New blue flag water project launched
AN innovative project to get a blue flag for Duncannon Beach has been launched in the seaside village.
€550,000 was recently awarded to Wexford County Council by the Department of Agriculture, Food and the Marine under the European Innovation Project to fund a unique initiative aimed at improving water quality.
The project was officially launched by Minister Andrew Doyle, Minister of State for Food, Forestry and Horticulture, in Duncannon Community Hall, with representatives from all the project stakeholders in attendance, including the local community, the farming community, Wexford County Council, Teagasc and others.
The money was awarded by the Mr Doyle under the European Innovation Project and it is hoped the project will lead to the popular seaside village recovering its former Blue Flag status.
The initiative involves cooperation between farmers, scientists, advisors, NGOs, and others who have come together in an operational group to address the issue of water quality in the local area.
The Duncannon project is one of a number of Department of Agriculture innovation partnerships designed to road-test new ideas and practices which can then be used more widely by farmers and others to improve productivity, enhance resource efficiency and pursue sustainable farming practices, and in this case to demonstrate how good agriculture practices can help minimise impact on local water quality.
The initiative will see implementation of innovative practices, based on research carried out by the Teagasc Agricultural Catchments Programme. It will see the mapping each and every farm and farmyard, the identification of any pollution potential zones
Jack O’Brien, Ramsgrange; Minister Andrew Doyle; and Cormac Duggan from Cooney Furlong.

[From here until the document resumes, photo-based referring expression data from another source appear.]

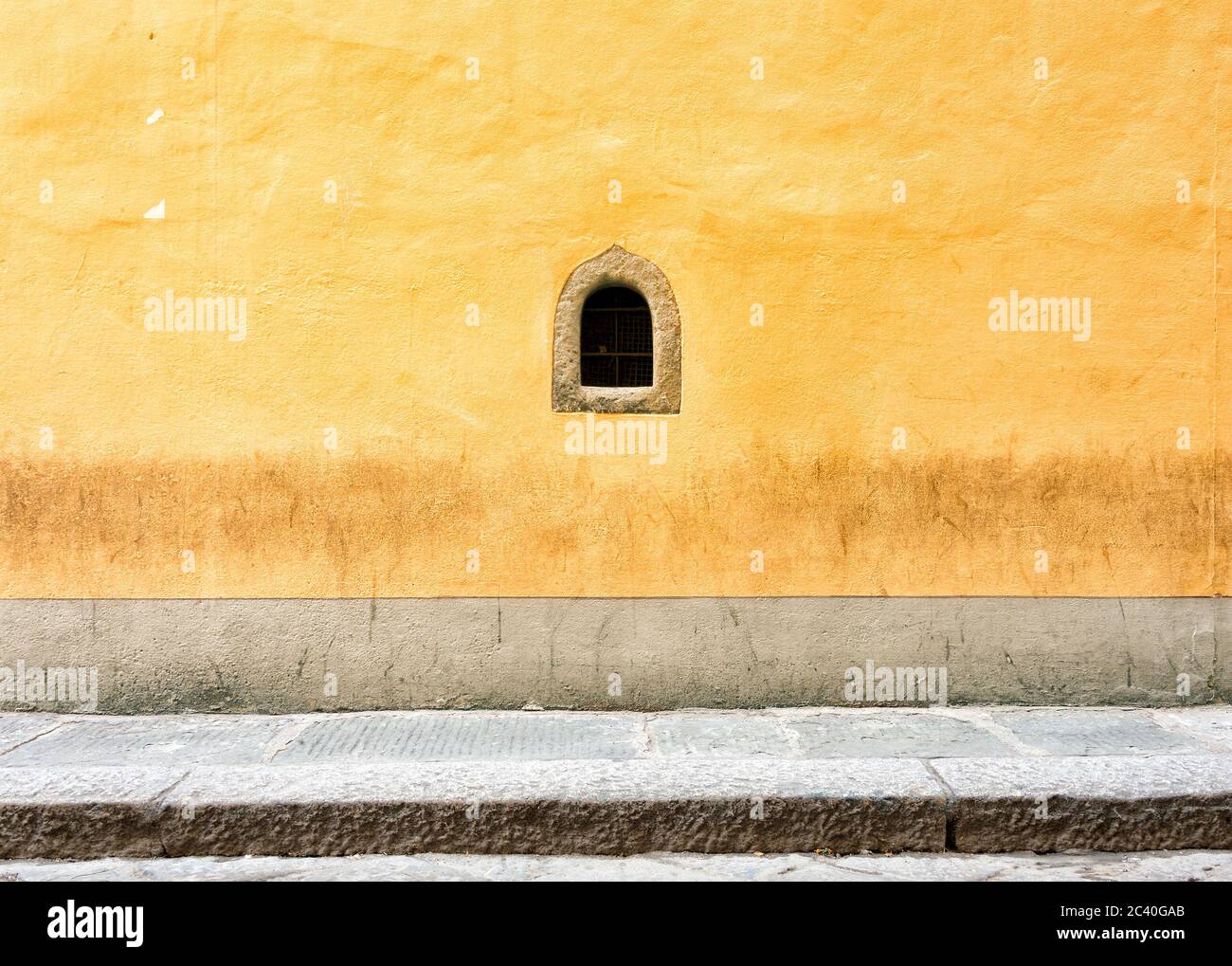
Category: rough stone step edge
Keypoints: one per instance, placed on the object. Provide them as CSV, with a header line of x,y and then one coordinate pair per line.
x,y
607,807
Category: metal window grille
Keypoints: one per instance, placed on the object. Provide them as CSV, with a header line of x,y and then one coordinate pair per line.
x,y
617,341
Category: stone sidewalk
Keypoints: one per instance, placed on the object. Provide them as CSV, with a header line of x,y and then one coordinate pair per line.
x,y
969,780
1150,866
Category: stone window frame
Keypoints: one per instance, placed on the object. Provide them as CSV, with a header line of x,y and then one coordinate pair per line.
x,y
616,266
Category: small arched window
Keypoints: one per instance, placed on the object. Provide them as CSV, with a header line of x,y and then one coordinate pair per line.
x,y
617,342
616,337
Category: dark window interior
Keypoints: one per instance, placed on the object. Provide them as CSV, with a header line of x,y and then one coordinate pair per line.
x,y
617,346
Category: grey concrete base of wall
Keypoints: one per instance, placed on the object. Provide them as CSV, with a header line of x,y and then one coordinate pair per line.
x,y
291,656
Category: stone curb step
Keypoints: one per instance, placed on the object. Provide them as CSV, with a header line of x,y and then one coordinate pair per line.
x,y
972,780
1108,804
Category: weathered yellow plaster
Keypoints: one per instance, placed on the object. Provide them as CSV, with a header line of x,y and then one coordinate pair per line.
x,y
463,200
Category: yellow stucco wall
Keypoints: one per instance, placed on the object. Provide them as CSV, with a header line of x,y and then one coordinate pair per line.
x,y
123,447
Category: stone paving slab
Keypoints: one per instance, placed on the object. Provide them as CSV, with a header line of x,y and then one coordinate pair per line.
x,y
1095,732
177,740
1152,866
779,780
426,736
466,736
16,730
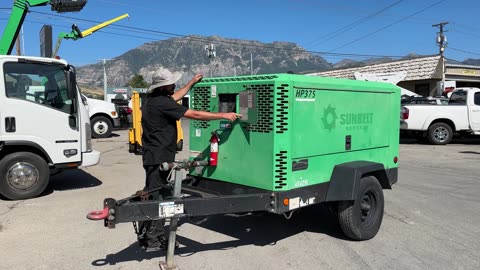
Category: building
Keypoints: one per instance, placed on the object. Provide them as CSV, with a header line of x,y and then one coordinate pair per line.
x,y
421,75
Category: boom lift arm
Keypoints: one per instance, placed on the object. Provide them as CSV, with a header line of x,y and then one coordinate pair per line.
x,y
19,11
77,34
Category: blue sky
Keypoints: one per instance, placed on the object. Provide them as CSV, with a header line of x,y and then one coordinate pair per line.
x,y
368,27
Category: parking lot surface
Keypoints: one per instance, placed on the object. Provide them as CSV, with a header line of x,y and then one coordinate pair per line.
x,y
431,221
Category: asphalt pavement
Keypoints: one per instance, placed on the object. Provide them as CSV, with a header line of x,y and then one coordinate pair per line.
x,y
431,221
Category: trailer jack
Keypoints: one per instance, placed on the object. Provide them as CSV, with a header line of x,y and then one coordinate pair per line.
x,y
167,210
201,201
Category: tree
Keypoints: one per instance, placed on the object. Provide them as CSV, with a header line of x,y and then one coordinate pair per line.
x,y
137,81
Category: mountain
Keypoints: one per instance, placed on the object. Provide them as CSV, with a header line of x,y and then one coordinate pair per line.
x,y
188,54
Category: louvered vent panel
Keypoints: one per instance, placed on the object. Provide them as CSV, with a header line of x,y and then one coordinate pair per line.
x,y
281,100
280,169
265,94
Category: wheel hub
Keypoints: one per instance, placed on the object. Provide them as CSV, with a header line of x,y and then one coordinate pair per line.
x,y
22,175
368,206
440,134
100,127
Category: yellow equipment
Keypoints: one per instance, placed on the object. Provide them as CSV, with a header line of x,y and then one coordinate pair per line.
x,y
77,34
135,133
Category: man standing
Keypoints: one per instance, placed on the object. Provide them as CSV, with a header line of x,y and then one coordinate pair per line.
x,y
160,111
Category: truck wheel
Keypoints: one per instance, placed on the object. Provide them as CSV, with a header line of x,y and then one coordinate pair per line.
x,y
361,219
101,127
440,134
23,175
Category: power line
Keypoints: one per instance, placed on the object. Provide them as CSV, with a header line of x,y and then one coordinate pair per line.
x,y
464,33
388,26
352,25
200,39
460,50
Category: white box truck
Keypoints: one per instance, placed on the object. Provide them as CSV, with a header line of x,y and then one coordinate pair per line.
x,y
44,124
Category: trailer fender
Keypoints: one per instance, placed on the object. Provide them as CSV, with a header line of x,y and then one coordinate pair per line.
x,y
346,178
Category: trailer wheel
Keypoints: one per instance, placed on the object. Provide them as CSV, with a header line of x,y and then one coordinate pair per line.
x,y
440,134
361,219
101,127
23,175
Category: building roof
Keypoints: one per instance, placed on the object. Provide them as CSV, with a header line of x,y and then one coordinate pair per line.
x,y
423,68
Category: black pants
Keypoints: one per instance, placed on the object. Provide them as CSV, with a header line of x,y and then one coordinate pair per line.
x,y
155,179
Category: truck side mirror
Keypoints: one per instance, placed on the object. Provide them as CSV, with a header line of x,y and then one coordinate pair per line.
x,y
71,83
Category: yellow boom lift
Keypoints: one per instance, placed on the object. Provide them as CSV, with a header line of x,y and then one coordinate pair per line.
x,y
77,34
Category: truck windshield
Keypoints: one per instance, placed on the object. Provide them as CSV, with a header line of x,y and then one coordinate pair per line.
x,y
39,83
458,98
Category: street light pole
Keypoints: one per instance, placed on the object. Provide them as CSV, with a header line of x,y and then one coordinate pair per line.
x,y
104,61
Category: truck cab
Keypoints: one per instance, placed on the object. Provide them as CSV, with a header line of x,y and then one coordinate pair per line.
x,y
103,116
44,125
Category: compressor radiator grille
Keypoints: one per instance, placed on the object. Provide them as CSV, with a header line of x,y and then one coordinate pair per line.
x,y
282,109
280,169
264,122
201,102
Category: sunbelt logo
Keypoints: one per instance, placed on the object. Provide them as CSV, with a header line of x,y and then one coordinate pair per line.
x,y
351,121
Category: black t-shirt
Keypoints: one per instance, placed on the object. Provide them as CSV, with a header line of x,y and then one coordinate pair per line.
x,y
159,128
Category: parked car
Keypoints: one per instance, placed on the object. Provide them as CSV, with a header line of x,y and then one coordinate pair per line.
x,y
425,100
438,123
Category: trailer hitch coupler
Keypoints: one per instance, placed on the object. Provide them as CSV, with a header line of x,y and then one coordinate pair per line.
x,y
98,214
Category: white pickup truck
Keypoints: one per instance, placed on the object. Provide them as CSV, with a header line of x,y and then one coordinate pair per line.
x,y
438,122
103,116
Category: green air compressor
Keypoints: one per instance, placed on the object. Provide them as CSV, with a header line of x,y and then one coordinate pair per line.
x,y
304,139
300,141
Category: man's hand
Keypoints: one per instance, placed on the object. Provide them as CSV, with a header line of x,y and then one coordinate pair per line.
x,y
231,116
184,90
196,78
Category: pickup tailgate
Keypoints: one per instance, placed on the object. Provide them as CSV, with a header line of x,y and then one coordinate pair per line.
x,y
421,116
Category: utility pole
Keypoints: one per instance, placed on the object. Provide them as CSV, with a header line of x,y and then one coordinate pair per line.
x,y
441,39
104,78
442,43
251,64
211,54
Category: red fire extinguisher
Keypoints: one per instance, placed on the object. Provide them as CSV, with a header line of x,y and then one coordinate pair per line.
x,y
214,149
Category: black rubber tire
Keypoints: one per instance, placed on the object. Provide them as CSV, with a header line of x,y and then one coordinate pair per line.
x,y
360,223
104,123
37,162
440,134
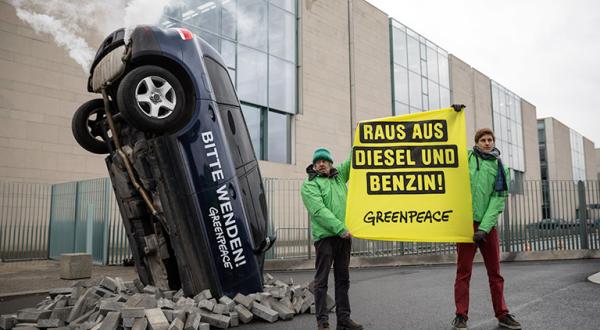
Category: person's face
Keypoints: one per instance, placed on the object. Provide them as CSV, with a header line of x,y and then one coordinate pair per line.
x,y
486,143
322,166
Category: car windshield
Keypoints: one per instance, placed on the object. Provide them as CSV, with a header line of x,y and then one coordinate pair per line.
x,y
219,79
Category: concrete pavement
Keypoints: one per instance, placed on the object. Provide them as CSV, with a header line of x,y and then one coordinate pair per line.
x,y
542,295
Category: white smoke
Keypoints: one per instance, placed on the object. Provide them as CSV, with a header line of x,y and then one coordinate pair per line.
x,y
78,48
74,24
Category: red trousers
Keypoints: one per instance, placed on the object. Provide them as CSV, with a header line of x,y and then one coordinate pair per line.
x,y
490,251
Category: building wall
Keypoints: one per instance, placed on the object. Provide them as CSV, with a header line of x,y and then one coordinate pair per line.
x,y
471,88
530,141
590,159
462,91
40,88
370,62
324,118
598,163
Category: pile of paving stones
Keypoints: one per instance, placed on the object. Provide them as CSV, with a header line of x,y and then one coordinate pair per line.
x,y
110,304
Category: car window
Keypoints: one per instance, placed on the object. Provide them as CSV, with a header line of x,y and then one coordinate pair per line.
x,y
219,79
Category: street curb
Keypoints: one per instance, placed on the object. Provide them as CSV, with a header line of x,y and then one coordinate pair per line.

‘PPZ’ and then using them as education and engagement tools to show farmers in a simple visual way, the water-quality risks specific to their farms. The project will also involve local farmers themselves collaboratively proposing solutions to problems identified on their farms which are workable and which they are willing to implement. These solutions would also be used as the basis for a water-quality focused, results-based, reward scheme which could be used to improve water-quality in particularly sensitive catchments.
Included in the project is a mechanism to effectively communicate and share local water-quality results with the local community and the establishing local ‘citizen scientist’ groups whereby local community members monitor the quality of their local streams and develop a pollution alert system.
The Duncannon Blue Flag Farming and Community Scheme project was one of 12 to which funding was awarded in 2018 under the European Innovation Partnerships (EIP) initiative of Ireland’s Rural Development Programme. The county council will use the funding to employ a full-time Assistant Agricultural Scientist and part-time Clerical Officer over a three-year period.